Plague of Pythons
Public Domain
Chapter 14
Chandler loped silently up the stairs to Koitska’s suite.
Halfway up he tripped and sprawled, half stunning himself against the stair rail. It had not been his own clumsiness, he was sure. Koitska had caught at his mind again, but only feebly. Chandler did not wait. Whatever was interfering with Koitska’s control, some distraction or malfunction of the coronet or whatever, Chandler could not bank on its lasting.
The door was locked.
He found a heavy mahogany chair, with a back of solid carved wood. He flung it onto his shoulders, grunting, and ran with it into the door, a bull driven frantic, lunging out of its querencia to batter the wall of the arena. The door splintered.
Chandler was gashed with long slivers of wood, but he was through the door.
Koitska lay sprawled along his couch, eyes staring.
Alive or dead? Chandler did not wait to find out but sprang at him hands outstreched. The staring eyes flickered; Chandler felt the pull at his mind. But Koitska’s strength was almost gone. The eyes glazed, and Chandler was upon him. He ripped the coronet off and flung it aside, and the huge bulk of Koitska swung paralytically off the couch and fell to the floor.
The man was helpless. He lay breathing like a steam engine, one eye pressed shut against the leg of a coffee table, the other looking up at Chandler.
Chandler was panting almost as hard as the helpless mass at his feet. He was safe for a moment. At the most for a moment, for at any time one of the other execs might dart down out of the mind-world into the real, looking at the scene through Chandler’s eyes and surely deducing what would be no more to his favor than the truth.

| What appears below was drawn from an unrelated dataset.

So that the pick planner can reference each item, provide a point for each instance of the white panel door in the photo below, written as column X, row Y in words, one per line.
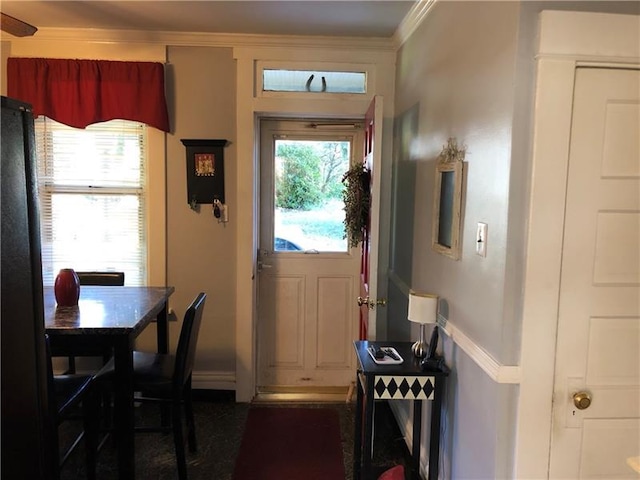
column 307, row 316
column 598, row 344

He had to get away from there. If he seemed busy in another room perhaps they would go away again. Chandler turned his back on the paralyzed monster to flee. It would be even better to try to lose himself in Honolulu--if he could get that far--he did not in his own flesh know how to fly the helicopter that was parked in the yard or he would try to get farther still.

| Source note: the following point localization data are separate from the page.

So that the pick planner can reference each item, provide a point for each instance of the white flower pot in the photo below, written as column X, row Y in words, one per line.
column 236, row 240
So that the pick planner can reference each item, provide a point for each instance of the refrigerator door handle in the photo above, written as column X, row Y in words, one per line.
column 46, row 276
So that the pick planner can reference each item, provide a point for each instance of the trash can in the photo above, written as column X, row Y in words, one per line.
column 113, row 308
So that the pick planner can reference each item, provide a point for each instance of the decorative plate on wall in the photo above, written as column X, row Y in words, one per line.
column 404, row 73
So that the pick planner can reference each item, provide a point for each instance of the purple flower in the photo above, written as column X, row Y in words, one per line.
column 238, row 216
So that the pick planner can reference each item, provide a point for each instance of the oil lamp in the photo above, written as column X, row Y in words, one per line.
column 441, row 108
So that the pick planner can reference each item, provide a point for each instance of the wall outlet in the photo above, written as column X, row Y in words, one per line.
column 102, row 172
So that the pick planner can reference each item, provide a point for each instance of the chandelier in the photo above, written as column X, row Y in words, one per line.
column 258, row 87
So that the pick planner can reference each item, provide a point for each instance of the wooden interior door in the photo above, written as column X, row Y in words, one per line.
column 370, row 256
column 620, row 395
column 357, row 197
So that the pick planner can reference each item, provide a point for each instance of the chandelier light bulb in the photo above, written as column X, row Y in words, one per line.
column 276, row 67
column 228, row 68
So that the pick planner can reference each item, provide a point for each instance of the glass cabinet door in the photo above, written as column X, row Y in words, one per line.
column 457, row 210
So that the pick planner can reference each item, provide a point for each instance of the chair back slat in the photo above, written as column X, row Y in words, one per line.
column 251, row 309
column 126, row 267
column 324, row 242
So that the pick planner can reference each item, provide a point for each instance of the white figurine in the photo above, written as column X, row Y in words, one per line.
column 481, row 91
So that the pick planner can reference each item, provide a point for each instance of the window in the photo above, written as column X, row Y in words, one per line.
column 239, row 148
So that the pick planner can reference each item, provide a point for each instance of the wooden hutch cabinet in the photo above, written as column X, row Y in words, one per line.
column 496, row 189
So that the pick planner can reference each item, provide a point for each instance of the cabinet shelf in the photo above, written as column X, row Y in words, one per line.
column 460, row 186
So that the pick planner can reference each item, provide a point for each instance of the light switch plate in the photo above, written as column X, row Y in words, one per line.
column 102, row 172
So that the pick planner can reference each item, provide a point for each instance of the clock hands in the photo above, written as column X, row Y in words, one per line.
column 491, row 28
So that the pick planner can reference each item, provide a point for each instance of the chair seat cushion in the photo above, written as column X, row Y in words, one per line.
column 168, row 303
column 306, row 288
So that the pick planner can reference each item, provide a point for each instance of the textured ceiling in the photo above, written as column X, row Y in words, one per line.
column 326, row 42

But as he turned he was caught.
Chandler turned to see Koitska lying there, and screamed.
His eyes were staring at Koitska. It was too late. He was possessed by someone, he did not know whom. Though it made little enough difference, he thought, watching his own hands reach out to touch the staring face.

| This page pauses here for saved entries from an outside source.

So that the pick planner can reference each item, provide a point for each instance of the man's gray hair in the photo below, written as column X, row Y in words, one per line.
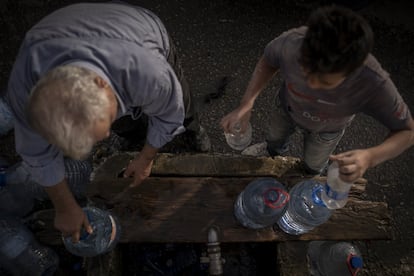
column 63, row 107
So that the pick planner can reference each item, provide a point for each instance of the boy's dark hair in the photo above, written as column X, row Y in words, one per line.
column 337, row 41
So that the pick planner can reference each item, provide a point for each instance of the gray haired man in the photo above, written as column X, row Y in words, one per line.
column 79, row 69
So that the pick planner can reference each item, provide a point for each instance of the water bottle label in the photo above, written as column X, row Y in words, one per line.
column 316, row 195
column 2, row 176
column 334, row 194
column 275, row 198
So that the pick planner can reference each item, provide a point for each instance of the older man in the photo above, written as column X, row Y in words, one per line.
column 79, row 69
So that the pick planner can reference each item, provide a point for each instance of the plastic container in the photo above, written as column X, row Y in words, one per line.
column 305, row 210
column 105, row 236
column 336, row 190
column 327, row 258
column 6, row 117
column 261, row 203
column 239, row 140
column 21, row 254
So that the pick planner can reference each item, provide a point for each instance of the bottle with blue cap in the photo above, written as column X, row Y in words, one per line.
column 261, row 203
column 327, row 258
column 106, row 234
column 305, row 209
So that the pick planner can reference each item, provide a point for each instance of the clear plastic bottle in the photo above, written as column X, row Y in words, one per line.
column 105, row 236
column 261, row 203
column 6, row 117
column 21, row 254
column 305, row 210
column 336, row 190
column 239, row 140
column 327, row 258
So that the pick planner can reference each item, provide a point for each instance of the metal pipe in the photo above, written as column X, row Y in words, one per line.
column 214, row 252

His body straightened, his eyes looked around the room, he went to the desk. “Love,” he cried to himself, “what’s the matter with Koitska? Write, for God’s sake!” And he took a pencil in his hand and was free.
He hesitated, then scribbled: I don’t know. I think he had a stroke. Who are you?
The other mind slipped tentatively into his, scanning the paper. “Rosie, you idiot, who did you think?” he said furiously. “What have you done?”
Nothing, he began instinctively, then scratched the word out. Briskly and exactly he wrote: He was going to kill me, but he had some kind of an attack. I took his coronet away. I was going to run.
“Oh, you fool,” he told himself shrilly a moment later. Chandler’s body knelt beside the wheezing fat lump, taking its pulse. The faint, fitful throb meant nothing to Chandler; probably meant nothing to Rosie either, for his body stood up, hesitated, shook its head. “You’ve done it now,” he sobbed, and was surprised to find he was weeping real tears. “Oh, love, why? I could have taken care of Koitska--somehow--No, maybe I couldn’t,” he said frantically, breaking down. “I don’t know what to do. Do you have any ideas--outside of running?”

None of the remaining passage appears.